Tarek Amer, Governor, Central Bank of Egypt
Across the globe in the Hamptons, where many of New York City’s elites have fled, reports of 5-figure bank withdrawals have left some branches lacking in cash; a Midtown Manhattan bank even ran out of $100 bills. The hoarding of cash is perhaps a natural response to uncertainty in the financial sector, and it’s not unwarranted. The Dow Jones had its worst first quarter ever. However, unlike in 2008, U.S. banks are on solid footing, even setting records for liquidity to close out 2019. Experts say closures are unlikely in the near future, though the story could change later in 2020. Again, uncertainty reigns over all.
Government 2 Person
Thankfully, governments are taking the threat - both to public health and the global economy - of COVID-19 seriously. The U.S. passed a $2 trillion (with a ‘t’) stimulus package to buoy the country through the coming months of uncertainty, though some lawmakers are already planning the next, possibly even bigger bill.

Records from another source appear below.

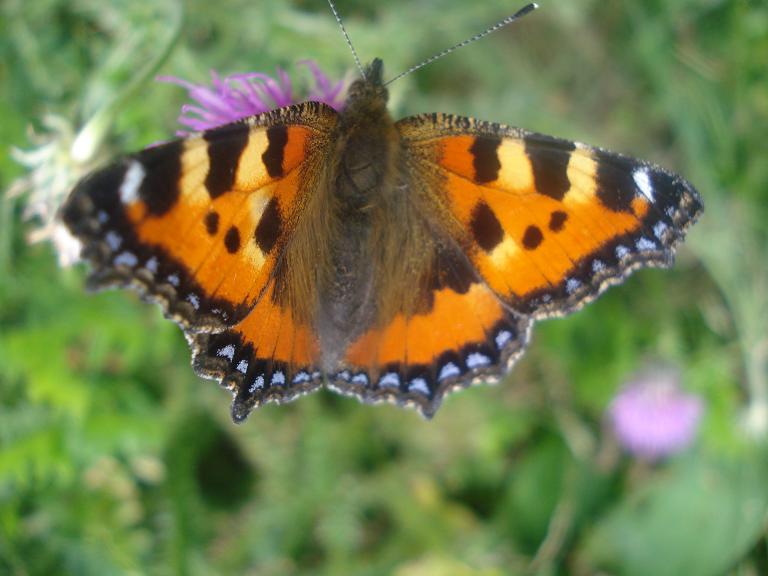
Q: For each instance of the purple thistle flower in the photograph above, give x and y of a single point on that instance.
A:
(652, 417)
(238, 96)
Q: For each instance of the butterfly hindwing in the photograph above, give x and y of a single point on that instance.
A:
(198, 225)
(465, 336)
(548, 223)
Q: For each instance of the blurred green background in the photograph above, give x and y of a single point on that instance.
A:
(116, 459)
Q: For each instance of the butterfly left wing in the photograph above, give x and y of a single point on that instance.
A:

A signature feature of the $2T package is the much-anticipated payment of $1,200 to every American earning less than $75,000 per year, plus $500 for every child. The plan echoes a call for Universal Basic Income which has lurked at the fringes of political thought in the U.S. in recent years (though unlike UBI, this is a one-time, non-recurring payment). Moreover, the incoming payments are a decidedly low-tech solution; some will receive payment by direct deposit, which is expected to take weeks, while others will receive payment by check, which will reportedly take months. If the effects of COVID-19 have led to record unemployment claims a mere two weeks into the crisis, a timeline of months for stimulus payments may prove too little, too late, according to critics.
In its original form, the $2T bill contained a proposal for a “U.S. Digital Dollar”. Not quite a crypto but not quite fiat currency either, the Digital Dollar would be backed by the Federal Reserve and every American would be granted a personal account for easy, fast G2P payments like the one called for in the stimulus bill. Unlike Bitcoin, the Digital Dollar would not fluctuate in value, but would instead function as a digital version of the U.S. Dollar that is already in circulation. Supporters have pointed out that such a system would solve the issue of G2P payments for the over 8 million unbanked household in the U.S.; it goes without saying that countries with larger unbanked populations could stand to benefit from digitized currency and accounts too.
The lack of certainty surrounding COVID-19, its economic effects, the duration of the crisis, and what public and private sector actors will do about it means that this journey has only just begun. No matter the ultimate outcome, a perhaps obvious fact is that the globalized world has never experienced anything like this. The well-being, both physical and economic, of the entire world’s population hinges on the events of the next few months. With luck, it will one day be a memory, and no longer our new reality.